NYT Connections: Sports Edition on Monday, June 29, turned into a deceptively tricky puzzle for anyone tackling game No. 644. The grid mixed Los Angeles sports identities, Wimbledon women’s singles champions, Scottish soccer clubs, and a playful “All-Star” phrase pattern.
The challenge was not only knowing the names, but also separating familiar sports terms that could fit more than one idea at first glance. That is what made the puzzle feel manageable at the start and increasingly difficult once the categories began to overlap.
What made #644 feel so slippery
Connections: Sports Edition is a daily word game from The Athletic, the sports outlet owned by The New York Times. Unlike the standard Connections game, every clue is rooted in sports, which often makes the categories feel familiar before they suddenly become deceptive.
Each puzzle contains 16 words that must be sorted into four hidden groups of four. Players get only four mistakes, so even a strong first guess can matter a great deal.
| Category Color | What It Usually Means | Difficulty |
|---|---|---|
| Yellow | Easiest group | Lowest |
| Green | More difficult than yellow | Moderate |
| Blue | Requires stronger pattern recognition | Hard |
| Purple | Most creative association | Hardest |
The June 29 grid included Bruin, Charger, Laker, Trojan, Barty, Graf, King, Williams, Celtic, Hearts, Motherwell, Rangers, Break, Game, Team, and Weekend. Those words point to teams, athletes, clubs, and a phrase-completion clue that can pull attention in a different direction.
The four categories behind the puzzle
The easiest group centered on Los Angeles sports identity. Bruin, Charger, Laker, and Trojan all fit the label “A Los Angeles Athlete.”
Another group focused on tennis history at Wimbledon. Barty, Graf, King, and Williams belonged together as “Wimbledon Women’s Singles Winners.”
Scottish football and a phrase trick
The blue category gathered Celtic, Hearts, Motherwell, and Rangers, which formed the set “Scottish Soccer Clubs.”
The final group was the trickiest because it relied on a phrase frame rather than a direct sports fact. Break, Game, Team, and Weekend all completed the pattern “All-Star ____.”
That last category is the kind of move that often catches players off guard, since the words can look obvious on their own but lose clarity when the puzzle demands a shared ending. It is also why a word such as Williams can seem especially persuasive before the full group becomes clear.
How to approach a grid like this
A careful first pass matters in Sports Edition because the set is built to reward recognition, but punish overconfidence. Reading all 16 words before selecting a group gives players a better chance to notice which terms belong to a clear sports theme and which ones are working as part of a phrase.
Starting with the most obvious sports references can help narrow the board early. From there, the challenge becomes separating names of athletes from names of teams, then leaving the more abstract category for last.
The format also explains why the puzzle can stay interesting even when the words seem well known.

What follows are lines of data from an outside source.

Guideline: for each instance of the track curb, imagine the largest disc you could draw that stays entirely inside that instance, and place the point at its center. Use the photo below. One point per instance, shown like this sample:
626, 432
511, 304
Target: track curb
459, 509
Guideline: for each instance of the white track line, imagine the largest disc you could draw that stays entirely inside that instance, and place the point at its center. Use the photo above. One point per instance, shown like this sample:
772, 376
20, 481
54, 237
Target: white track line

Celtic and Rangers are strongly associated with Scottish football, while Wimbledon winners like King and Williams are easy to recognize, but the wordplay in the final group adds a second layer of difficulty.
Connections: Sports Edition is available online for free and through The Athletic app. It is not part of the NYT Games app, and a new puzzle arrives every day.
For context, the June 28 game, No. 643, featured Style, Basketball Statistics (Abbreviated), France World Cup Squad Members, and NBA Arenas. That range shows how quickly the Sports Edition shifts from statistics to tournaments, national teams, and broader sports culture.
Players who prefer a gentler path can still use a preview-style strategy: scan the board, identify the clearest sports family first, and save the most puzzling terms until later. On June 29, that approach was especially useful because the board looked straightforward right up until the final “All-Star” trap.